Enfin, le rapport veut simplifier le travail du greffe en dématérialisant les actes de procédure pénale, à droit constant ou avec des évolutions normatives. Certains ressorts expérimentent un nouveau mode de délivrance des citations et à terme, de transmission des décisions pénales à signifier. La simplification pouvant ainsi se faire grâce aux évolutions applicatives de la procédure pénale numérique (recommandation n° 38).
 
 
Une amélioration du traitement des dossiers civils
Sur le plan civil le groupe de travail a fait de nombreuses recommandations pour accélérer le procès, simplifier le traitement des affaires, améliorer qualitativement le traitement des contentieux.
 
Éric Dupond-Moretti a d’ailleurs annoncé le recrutement de 1 000 personnels supplémentaires (juristes assistants et renfort de greffe) dans les trois mois pour réduire les délais de justice. Objectif d’ici 3 ans : la réduction des délais à 6 mois (ils sont actuellement de 14 mois en première instance et 17 mois en appel, RTL, 3 mai 2021).
 
 
Notons qu’un important projet de loi pour la confiance dans l’institution judiciaire va être discuté à l’Assemblée nationale en séance publique à compter du 17 mai 2021 (v. Confiance dans l’institution judiciaire : quels changements côté procédure juridictionnelle ?, Actualités du droit, 15 avr. 2021).

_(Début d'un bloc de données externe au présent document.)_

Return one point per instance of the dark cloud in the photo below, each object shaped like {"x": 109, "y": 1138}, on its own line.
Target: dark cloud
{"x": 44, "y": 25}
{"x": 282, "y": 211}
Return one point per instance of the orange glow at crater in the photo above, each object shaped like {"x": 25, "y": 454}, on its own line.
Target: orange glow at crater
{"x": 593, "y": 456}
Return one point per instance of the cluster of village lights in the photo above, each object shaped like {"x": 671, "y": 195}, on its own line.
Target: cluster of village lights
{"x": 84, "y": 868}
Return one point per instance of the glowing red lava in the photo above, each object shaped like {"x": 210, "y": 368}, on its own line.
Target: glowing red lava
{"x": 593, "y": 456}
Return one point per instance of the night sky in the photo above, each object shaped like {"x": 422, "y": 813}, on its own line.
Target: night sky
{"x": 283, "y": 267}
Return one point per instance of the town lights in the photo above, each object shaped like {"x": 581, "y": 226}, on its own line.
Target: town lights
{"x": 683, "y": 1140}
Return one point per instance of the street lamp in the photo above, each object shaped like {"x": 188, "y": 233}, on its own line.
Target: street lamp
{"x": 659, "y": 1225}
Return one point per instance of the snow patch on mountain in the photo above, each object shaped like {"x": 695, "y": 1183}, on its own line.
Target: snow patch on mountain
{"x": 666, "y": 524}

Plusieurs objectifs : mieux faire connaître le fonctionnement de la justice, renforcer les droits des citoyens à chaque étape de la procédure juridictionnelle, redonner du sens à la peine et mieux préparer la réinsertion du détenu (v. Confiance dans l’institution judiciaire : quel impact en droit pénitentiaire ?, Actualités du droit, 15 avr. 2021) et renforcer la confiance dans l’action des professionnels du droit (v. Confiance dans l’institution judiciaire : du nouveau pour la déontologie des professionnels du droit, Actualités du droit, 16 avr. 2021).